It was a different decision for Sen. Mark Kelly, who confirmed on Friday he would participate in a televised debate against GOP Senate hopeful Blake Masters. Masters said he would participate for weeks, while Kelly waited until Friday, which was the final day to decide. “Senator Kelly looks forward to continuing the tradition of participating in this general election debate so that Arizonans can see this contrast firsthand, and hear about his record of working across the aisle to deliver results that lower costs, create jobs, and support hardworking Arizona families and small businesses,” a Kelly spokeswoman said.

The Hobbs campaign said they wanted to participate, but after seeing the Republican primary debate in July, they had concerns, calling it a “circus that insults and embarrasses Arizonans.” “As a candidate and as a governor, Sec. Hobbs will never participate in something that will make Arizona the butt of late-night TV jokes and national ridicule,” Friday’s letter said.

For her part, Lake’s campaign told Arizona’s Family she has no issues facing Hobbs on stage and has repeatedly said on social media she’ll debate Hobbs anytime, anywhere, even let Hobbs pick the moderator.
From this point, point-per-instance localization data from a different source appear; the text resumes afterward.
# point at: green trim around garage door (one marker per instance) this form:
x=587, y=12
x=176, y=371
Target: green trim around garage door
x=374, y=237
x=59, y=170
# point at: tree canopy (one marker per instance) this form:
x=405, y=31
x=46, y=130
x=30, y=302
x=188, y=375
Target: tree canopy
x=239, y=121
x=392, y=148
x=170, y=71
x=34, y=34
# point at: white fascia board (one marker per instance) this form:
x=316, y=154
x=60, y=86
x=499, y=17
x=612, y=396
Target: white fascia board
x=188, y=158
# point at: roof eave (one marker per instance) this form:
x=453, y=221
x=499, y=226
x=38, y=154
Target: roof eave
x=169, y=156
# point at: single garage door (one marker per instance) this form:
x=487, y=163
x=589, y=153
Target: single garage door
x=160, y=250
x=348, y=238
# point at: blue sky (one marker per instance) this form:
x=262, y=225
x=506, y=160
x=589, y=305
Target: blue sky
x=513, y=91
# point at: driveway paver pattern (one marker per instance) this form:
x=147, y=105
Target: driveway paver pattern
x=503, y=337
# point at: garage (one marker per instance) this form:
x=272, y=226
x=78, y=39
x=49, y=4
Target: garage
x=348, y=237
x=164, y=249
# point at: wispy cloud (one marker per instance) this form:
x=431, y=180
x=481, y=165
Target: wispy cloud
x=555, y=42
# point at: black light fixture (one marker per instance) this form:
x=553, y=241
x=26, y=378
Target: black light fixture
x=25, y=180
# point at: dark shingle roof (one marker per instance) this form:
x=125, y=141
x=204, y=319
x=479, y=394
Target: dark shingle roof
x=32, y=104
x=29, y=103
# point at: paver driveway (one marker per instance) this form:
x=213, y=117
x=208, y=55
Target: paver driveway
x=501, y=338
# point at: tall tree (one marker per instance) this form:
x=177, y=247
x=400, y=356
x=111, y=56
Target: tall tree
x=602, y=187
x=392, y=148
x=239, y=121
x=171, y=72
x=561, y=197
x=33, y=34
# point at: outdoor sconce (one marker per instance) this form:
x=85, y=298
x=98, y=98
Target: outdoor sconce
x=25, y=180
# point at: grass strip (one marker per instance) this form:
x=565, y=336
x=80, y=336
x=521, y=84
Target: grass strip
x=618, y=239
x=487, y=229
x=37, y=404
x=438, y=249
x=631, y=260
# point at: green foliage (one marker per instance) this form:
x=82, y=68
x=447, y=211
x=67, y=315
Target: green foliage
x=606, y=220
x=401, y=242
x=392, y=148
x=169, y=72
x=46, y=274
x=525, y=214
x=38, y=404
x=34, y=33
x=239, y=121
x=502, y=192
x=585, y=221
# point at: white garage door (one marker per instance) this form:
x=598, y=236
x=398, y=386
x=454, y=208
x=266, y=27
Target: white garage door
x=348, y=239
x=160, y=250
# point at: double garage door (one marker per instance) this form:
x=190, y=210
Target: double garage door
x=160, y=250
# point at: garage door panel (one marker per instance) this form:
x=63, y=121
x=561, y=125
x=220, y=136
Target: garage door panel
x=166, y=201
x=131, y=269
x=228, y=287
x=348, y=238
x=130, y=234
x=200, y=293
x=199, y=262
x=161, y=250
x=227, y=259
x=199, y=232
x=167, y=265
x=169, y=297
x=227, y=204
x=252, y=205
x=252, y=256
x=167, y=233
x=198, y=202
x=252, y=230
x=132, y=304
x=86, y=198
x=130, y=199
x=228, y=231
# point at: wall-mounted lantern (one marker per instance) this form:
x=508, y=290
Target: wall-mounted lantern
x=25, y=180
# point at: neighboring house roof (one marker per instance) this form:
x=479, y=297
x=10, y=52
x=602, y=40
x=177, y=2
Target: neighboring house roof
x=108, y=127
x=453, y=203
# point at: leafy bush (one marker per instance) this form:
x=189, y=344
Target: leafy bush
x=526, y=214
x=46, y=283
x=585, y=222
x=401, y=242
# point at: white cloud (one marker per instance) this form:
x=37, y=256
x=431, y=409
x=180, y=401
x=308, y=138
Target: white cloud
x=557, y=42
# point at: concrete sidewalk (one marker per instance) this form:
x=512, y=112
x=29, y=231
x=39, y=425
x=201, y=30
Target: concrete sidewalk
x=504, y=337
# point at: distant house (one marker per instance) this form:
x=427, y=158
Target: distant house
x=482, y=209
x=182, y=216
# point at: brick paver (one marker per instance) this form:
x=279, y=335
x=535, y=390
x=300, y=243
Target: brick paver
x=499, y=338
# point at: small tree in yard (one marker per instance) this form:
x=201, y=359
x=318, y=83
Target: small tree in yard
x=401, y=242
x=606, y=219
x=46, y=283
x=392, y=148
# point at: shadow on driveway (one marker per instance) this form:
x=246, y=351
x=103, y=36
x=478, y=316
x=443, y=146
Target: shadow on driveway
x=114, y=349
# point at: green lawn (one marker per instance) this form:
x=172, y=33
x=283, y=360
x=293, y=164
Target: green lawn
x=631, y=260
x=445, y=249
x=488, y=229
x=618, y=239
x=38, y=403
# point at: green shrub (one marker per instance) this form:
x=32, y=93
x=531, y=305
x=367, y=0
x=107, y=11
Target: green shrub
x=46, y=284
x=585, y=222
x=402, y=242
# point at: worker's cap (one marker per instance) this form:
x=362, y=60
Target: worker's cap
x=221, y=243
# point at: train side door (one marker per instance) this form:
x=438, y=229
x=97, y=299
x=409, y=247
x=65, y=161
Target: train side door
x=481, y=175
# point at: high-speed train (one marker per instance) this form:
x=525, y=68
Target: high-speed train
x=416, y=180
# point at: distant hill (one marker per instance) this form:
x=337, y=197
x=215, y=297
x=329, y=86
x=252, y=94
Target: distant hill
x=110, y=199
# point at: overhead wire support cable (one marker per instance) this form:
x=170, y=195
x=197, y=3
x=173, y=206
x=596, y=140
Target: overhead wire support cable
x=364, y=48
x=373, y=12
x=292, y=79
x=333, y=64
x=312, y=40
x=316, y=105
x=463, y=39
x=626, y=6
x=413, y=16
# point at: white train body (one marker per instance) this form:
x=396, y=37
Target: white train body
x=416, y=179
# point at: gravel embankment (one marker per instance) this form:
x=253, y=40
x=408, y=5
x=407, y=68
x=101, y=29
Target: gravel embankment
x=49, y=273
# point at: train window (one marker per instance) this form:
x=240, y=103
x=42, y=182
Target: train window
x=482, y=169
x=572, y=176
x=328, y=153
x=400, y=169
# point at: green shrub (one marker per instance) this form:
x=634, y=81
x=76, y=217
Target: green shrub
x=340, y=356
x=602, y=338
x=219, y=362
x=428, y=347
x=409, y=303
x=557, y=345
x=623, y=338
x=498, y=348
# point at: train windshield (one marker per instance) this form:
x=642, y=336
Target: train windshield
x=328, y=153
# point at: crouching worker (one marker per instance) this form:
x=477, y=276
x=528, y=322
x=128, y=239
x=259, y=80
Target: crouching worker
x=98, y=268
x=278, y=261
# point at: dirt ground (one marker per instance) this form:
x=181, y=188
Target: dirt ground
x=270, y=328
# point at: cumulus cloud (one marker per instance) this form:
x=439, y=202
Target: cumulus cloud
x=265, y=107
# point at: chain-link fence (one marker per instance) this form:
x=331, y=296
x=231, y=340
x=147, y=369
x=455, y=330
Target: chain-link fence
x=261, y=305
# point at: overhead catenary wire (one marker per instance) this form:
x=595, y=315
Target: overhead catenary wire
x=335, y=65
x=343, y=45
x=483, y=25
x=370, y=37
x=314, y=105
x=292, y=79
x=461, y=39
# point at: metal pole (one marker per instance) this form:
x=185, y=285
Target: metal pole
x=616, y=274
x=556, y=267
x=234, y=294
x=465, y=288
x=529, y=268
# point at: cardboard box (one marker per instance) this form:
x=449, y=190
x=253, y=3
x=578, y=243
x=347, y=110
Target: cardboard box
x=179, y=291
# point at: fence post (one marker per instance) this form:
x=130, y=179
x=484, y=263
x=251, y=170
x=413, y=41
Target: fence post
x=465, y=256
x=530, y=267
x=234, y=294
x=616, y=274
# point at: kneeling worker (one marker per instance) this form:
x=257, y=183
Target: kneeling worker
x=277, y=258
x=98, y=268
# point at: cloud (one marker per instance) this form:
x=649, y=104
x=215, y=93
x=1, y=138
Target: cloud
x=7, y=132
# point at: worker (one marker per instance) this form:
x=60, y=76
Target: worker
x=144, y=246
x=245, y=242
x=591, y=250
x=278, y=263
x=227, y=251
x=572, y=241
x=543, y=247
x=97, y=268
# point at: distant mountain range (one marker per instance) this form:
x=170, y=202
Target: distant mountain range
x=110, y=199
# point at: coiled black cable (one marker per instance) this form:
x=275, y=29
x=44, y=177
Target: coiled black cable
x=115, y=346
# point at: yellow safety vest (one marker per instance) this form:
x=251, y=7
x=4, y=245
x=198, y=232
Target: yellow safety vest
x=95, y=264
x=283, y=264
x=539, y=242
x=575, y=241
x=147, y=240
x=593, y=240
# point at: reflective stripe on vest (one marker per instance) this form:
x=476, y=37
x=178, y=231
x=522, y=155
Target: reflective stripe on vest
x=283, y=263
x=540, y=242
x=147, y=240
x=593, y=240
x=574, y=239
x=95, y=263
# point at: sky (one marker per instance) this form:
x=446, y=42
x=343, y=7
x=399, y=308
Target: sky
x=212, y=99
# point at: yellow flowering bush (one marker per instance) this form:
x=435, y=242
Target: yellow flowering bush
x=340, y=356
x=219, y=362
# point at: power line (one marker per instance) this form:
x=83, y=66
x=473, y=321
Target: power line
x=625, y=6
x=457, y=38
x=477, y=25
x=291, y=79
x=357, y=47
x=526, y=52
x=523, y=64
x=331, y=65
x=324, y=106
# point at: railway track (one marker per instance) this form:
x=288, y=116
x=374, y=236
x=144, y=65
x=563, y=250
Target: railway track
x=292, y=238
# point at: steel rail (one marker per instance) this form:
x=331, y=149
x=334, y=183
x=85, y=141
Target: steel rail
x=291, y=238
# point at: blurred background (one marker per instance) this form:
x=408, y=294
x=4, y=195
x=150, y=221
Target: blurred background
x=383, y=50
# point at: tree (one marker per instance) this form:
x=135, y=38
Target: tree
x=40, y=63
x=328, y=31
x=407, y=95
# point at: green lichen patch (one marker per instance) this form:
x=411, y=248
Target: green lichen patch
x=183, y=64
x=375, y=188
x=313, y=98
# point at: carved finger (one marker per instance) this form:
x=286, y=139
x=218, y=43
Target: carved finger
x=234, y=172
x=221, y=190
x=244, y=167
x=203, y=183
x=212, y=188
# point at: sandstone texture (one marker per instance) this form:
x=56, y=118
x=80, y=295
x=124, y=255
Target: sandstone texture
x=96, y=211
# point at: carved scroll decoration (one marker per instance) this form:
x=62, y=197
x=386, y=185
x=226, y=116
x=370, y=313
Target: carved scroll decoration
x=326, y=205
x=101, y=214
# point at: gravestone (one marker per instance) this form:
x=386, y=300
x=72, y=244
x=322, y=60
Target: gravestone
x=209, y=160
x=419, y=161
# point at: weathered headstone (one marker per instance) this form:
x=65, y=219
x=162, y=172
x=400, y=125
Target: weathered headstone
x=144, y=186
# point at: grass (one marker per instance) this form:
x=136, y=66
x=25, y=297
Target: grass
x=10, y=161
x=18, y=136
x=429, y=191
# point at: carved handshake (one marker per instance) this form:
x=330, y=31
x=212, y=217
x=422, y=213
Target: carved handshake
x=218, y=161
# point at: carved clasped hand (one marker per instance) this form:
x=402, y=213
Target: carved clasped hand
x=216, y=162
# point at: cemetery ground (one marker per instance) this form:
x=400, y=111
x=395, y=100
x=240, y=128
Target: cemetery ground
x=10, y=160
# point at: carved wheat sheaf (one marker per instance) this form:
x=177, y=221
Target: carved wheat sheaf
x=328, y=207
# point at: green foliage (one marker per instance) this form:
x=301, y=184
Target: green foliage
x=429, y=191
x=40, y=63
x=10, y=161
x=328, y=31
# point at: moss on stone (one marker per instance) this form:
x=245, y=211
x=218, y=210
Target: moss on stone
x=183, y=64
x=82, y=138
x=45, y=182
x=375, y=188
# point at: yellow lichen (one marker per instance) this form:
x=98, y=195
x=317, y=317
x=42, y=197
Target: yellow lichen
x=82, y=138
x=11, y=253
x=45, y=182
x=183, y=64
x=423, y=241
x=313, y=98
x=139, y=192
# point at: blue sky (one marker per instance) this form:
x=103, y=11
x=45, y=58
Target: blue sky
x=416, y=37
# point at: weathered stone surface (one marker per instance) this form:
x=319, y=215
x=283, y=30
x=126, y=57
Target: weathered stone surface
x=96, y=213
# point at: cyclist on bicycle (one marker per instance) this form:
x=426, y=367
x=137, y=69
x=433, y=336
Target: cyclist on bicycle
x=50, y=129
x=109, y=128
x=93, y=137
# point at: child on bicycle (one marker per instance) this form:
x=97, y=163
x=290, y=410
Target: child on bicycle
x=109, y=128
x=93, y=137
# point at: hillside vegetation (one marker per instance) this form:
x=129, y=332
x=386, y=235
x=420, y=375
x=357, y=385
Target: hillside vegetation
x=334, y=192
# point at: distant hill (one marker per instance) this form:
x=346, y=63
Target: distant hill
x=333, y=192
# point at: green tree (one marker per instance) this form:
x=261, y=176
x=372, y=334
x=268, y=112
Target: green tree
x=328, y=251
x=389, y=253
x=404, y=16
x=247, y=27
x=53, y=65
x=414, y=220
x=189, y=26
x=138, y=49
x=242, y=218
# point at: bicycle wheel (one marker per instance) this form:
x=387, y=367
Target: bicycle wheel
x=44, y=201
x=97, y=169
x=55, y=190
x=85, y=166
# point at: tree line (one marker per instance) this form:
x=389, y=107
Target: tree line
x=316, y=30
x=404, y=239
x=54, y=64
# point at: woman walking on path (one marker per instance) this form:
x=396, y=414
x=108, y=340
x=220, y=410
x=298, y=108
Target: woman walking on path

Lake didn’t hold back on Twitter on Friday, calling Hobbs a coward. “She even had a chance to write all of the questions. But she would rather hide from the voters and let (George) Soros and other dark money groups pour millions of dollars into attack ads against me,” said Lake in a video she tweeted.

During the last two decades, the Citizens Clean Elections debate has been the one guaranteed time voters get to see their candidates for governor on the same stage in front of a statewide audience. The debate is usually on every major TV station in Arizona, along with dozens of radio stations.